During earlier outbreaks of cholera in Ethiopia (or “acute watery diarrhea,” depending on who you believe), The Guardian and The Washington Post investigated and reported that Ethiopian officials “were pressuring aid agencies to avoid using the word ‘cholera’ and not to report the number of people affected.” Research by Human Rights Watch found that the Ethiopian government “was pressuring its health workers to avoid any mention of cholera, which could damage the country’s image and deter tourists.” Despite this accumulation of evidence, Tedros stood by his denial, preventing aid from being delivered to Ethiopia: the UN cannot act without permission and a declaration of an outbreak.

Vaccines are also unavailable when a country fails to declare a cholera outbreak, so Tedros refused his countrymen this option even when their neighbors in Somalia and Kenya received it. This seems to have escaped the notice of Dr. Seth Berkley, CEO of Gavi, the vaccine alliance, who praised Tedros’ “commitment” to human health and vaccination: “Tedros’s commitment to immunization is clear . . . His work with Gavi as Ethiopia’s health minister helped boost the proportion of children reached by vaccines from less than half to more than two-thirds.” Other defenders of Tedros included former CDC director Tom Frieden, who was appointed by Barack Obama to head the Agency for Toxic Substances and Disease Registry. Frieden praised Tedros as “an excellent choice to lead the WHO,” and today vocally agrees with Tedros on lockdowns, masks, and social distancing.

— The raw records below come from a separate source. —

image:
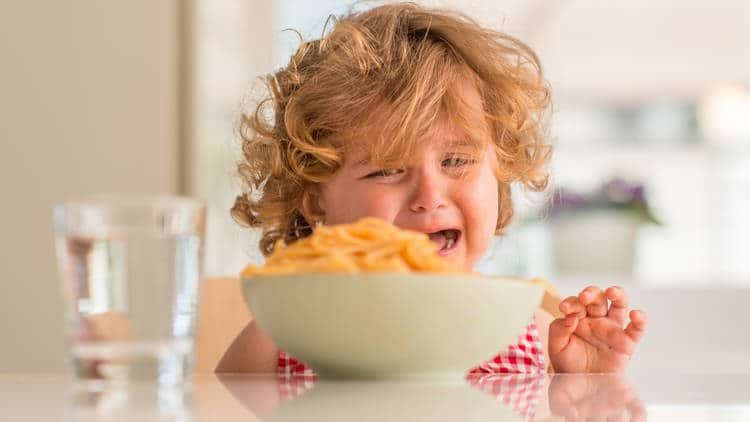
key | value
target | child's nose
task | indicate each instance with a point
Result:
(428, 193)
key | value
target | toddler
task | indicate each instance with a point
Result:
(424, 119)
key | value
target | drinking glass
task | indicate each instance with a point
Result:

Tedros’ strongest and most important backer throughout these controversies was not an individual, but a government: China. As an opinion writer in the Indian press described it, “China propped Tedros.” American apathy in the public health arena had allowed China to “colonize” global health:

One reason that Tedros has gotten away with so much brazen cronyism is that America pays little to no attention to global public health, save pouring in money as a sugar daddy… China started a scheme for global health colonisation and won because America didn’t think it was important enough. The Chinese leveraged their investments across Africa to force the African Union to back Tedros, [and] also got Pakistan to withdraw its candidate who was opposing him, sources say . . . India’s diplomatic credentials helped in covering up Tedros’ shady past and the fact his main backer was a Communist dictatorship.